Beefy Boxes and Bandwidth Generously Provided by pair Networks RobOMonk
There's more than one way to do things
 
PerlMonks  

Mass downloads.

by BrowserUk (Pope)
on May 20, 2005 at 18:43 UTC ( #459090=monkdiscuss: print w/ replies, xml ) Need Help??

I wish to download a large volume of post bodies from PM.

My thought is to do this via the displaytype=xml;node_id=nnnnnn interface, probably early hours on Sunday morning.

  • Is this acceptable?
  • Is there a prefered time (GMT)?
  • At what rate may I make the pulls without having undue impact upon the site?

    Examine what is said, not who speaks -- Silence betokens consent -- Love the truth but pardon error.
    Lingua non convalesco, consenesco et abolesco. -- Rule 1 has a caveat! -- Who broke the cabal?
    "Science is about questioning the status quo.

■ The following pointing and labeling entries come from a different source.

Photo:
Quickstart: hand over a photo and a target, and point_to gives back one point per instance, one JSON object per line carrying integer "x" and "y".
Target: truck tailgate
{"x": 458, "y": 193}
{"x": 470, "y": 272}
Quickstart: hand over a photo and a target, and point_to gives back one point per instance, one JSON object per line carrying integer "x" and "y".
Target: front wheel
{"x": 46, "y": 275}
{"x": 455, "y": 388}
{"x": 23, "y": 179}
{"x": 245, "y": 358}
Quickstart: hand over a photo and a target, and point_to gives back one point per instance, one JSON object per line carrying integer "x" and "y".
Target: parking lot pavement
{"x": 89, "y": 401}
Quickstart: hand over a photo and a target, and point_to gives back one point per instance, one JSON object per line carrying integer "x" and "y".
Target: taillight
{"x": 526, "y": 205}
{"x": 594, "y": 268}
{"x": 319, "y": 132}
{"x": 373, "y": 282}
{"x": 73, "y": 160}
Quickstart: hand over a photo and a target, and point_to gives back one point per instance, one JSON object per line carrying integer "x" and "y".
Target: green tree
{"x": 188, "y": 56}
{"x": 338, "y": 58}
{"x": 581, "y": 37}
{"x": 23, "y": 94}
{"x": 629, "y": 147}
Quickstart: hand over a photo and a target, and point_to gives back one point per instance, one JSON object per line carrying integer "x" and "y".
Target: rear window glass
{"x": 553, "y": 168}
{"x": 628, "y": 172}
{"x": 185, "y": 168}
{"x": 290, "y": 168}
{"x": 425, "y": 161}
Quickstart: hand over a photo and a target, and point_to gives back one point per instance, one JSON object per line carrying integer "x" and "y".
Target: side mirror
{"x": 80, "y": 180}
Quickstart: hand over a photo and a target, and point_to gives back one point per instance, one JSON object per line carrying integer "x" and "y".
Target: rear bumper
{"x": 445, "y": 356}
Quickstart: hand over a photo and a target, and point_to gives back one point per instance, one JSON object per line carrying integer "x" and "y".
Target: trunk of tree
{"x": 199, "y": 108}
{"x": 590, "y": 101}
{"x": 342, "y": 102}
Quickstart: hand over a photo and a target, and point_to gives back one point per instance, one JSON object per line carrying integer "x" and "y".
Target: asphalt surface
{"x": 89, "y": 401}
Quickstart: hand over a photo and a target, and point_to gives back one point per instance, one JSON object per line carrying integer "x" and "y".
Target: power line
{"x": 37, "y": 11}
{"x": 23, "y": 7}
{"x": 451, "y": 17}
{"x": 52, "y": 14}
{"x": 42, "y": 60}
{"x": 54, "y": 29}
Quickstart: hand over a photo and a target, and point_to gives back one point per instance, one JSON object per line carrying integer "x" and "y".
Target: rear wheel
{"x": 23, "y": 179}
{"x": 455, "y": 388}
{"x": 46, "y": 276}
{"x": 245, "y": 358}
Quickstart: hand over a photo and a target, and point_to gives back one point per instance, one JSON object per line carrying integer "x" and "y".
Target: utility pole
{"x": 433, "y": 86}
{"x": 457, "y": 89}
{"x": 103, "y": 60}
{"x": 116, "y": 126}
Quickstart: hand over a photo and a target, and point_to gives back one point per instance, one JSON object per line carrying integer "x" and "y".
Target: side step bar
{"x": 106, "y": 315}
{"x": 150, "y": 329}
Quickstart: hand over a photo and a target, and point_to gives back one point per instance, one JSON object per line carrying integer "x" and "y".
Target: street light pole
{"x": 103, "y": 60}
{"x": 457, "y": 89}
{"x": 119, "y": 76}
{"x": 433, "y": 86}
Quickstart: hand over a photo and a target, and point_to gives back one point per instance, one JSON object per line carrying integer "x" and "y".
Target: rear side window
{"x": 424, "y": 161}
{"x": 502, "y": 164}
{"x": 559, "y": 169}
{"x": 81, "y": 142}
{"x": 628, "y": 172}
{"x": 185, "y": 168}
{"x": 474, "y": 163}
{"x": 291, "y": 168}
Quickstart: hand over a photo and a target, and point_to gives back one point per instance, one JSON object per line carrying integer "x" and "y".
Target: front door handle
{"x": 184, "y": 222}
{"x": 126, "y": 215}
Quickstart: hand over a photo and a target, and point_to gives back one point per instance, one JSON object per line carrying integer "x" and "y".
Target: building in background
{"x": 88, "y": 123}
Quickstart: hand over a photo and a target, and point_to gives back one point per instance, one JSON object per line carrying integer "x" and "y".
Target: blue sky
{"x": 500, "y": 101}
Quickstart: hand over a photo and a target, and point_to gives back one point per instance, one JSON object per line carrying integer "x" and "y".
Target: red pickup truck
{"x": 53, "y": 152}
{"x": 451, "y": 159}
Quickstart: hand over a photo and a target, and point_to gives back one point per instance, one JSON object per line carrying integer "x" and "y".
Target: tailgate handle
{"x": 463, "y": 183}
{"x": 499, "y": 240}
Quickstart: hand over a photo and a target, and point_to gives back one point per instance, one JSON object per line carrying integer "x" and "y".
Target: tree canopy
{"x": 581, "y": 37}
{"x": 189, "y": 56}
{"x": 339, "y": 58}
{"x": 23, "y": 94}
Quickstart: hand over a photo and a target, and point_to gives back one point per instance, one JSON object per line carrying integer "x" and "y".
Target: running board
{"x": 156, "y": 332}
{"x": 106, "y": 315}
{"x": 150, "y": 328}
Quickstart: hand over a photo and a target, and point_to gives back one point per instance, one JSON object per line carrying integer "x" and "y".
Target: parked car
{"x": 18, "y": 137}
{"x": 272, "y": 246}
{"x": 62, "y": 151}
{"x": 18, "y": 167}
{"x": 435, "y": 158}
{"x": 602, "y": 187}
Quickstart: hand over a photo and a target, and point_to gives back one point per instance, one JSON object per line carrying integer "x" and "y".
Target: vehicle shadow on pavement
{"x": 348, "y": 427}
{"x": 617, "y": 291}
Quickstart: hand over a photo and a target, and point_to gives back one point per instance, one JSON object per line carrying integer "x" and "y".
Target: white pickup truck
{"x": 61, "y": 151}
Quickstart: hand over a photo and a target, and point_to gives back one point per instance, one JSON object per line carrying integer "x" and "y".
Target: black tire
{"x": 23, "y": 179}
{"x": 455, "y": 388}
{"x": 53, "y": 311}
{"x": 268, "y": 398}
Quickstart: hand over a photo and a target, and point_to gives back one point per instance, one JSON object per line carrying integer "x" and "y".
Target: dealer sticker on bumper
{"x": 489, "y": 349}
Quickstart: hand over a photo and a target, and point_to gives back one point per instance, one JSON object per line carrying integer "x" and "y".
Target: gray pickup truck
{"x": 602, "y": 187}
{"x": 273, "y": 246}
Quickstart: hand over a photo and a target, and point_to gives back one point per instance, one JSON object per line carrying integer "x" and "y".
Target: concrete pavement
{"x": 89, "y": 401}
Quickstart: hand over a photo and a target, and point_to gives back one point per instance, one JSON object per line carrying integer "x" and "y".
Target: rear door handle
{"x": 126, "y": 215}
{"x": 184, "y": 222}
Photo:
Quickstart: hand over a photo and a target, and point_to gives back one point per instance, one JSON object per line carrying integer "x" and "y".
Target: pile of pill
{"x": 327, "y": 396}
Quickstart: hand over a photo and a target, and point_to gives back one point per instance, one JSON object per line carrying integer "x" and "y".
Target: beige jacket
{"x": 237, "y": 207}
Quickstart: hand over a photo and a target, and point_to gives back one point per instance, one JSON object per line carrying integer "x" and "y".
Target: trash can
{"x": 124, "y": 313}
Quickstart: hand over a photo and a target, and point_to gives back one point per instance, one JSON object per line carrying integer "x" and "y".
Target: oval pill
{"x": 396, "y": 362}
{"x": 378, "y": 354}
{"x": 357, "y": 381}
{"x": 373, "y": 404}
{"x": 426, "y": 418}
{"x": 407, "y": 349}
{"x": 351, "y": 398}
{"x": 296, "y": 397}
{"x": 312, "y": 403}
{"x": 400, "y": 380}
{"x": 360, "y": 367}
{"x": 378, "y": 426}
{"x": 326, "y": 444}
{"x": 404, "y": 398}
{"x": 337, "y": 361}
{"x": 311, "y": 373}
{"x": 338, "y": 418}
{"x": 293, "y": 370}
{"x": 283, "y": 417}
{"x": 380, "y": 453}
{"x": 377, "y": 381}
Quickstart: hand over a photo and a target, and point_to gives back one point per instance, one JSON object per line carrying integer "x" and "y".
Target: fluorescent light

Questioning authority".
    The "good enough" maybe good enough for the now, and perfection maybe unobtainable, but that should not preclude us from striving for perfection, when time, circumstance or desire allow.
  • Comment on Mass downloads.
    Download Code
    Re: Mass downloads.
    by jeffa (Chancellor) on May 20, 2005 at 19:13 UTC

      When tilly temporarily left Perlmonks and there were rumors that his posts would be deleted (the rumors were that his posts were property of the company he worked for) i ... um, downloaded them all ... on a weekend, in XML format. This did not to seem to stress the server anywhere near as bad as a Super Search tends to (especially back then before tye made major improvements), but i had my script sleep for 1 minute between hits and let the script run for several hours.

      jeffa

      L-LL-L--L-LL-L--L-LL-L--
      -R--R-RR-R--R-RR-R--R-RR
      B--B--B--B--B--B--B--B--
      H---H---H---H---H---H---
      (the triplet paradiddle with high-hat)
      
    Re: Mass downloads. (N+5)
    by tye (Cardinal) on May 20, 2005 at 19:40 UTC

      Time how long a fetch takes, add at least a few seconds to that, and then wait at least that long before starting the next fetch. That should do a pretty good job of preventing server overload for batches of requests that only get run rarely.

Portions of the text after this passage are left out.